10 March 2021 By John Foley

General Electric’s light-bulb moment is still far off. That will be the day boss Larry Culp – or whoever runs the company by then – can say that the former conglomerate now does just one thing: make complex, expensive machinery for business customers. Culp’s new plan to merge $34 billion of leased aircraft assets into a joint venture with Ireland’s AerCap brings the moment a little bit closer.

The deal with AerCap, if approved by antitrust watchdogs, will get plane leasing off GE’s balance sheet, but it’s not a clean break. GE will hold just under half of the enlarged AerCap, a stake worth around $6 billion. It will also take a $3 billion loss. Indirectly, the company will still be exposed to AerCap’s sizable borrowings, too. GE will have two board seats, but its voting power will be less than its 46% economic stake, according to a person familiar with the situation.

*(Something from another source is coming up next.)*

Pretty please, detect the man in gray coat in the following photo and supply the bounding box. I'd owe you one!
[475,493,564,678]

Then again, GE doesn’t really do clean breaks. It took the company three years to sell its actual light-bulb business. In 2018 it said it would sell down its stake in oil services company Baker Hughes – a process now due to reach a conclusion around 2023. In this case, the slow burn may be a good thing. Airlines are in distress because of Covid-19 travel curbs, and selling near the bottom isn’t a good look.

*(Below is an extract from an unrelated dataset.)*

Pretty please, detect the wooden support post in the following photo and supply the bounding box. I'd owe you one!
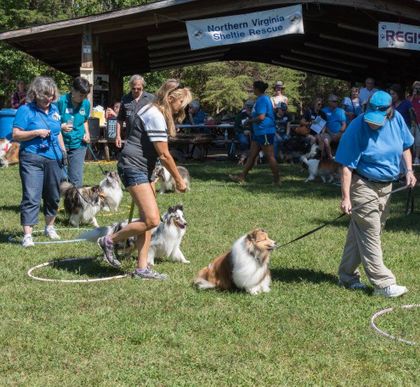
[80,25,94,107]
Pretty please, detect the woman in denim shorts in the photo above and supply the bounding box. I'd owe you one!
[98,80,191,280]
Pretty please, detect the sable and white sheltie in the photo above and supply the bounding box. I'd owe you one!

GE hasn’t always been transparent, so it’s important that it does what it says it’s doing. A recent settlement with the Securities and Exchange Commission outlined how GE failed to tell investors how it was massaging its cash flows and hid the underfunded state of its old-age insurance business. Culp hasn’t quite learned the art of plain speaking: GE will get $24 billion of cash from AerCap, but after shuffling its debts, the industrial core business will end up with just $1 billion more cash than it had at the end of 2020.

At the same time, GE announced a reverse stock split – swapping every eight shares investors hold for one new one. That should catapult the share price back to a level they haven’t seen since 2000, but with no actual economic change. That has echoes of the old GE, with its focus on gestures. Fortunately, a smart investor knows the difference between appearance and reality.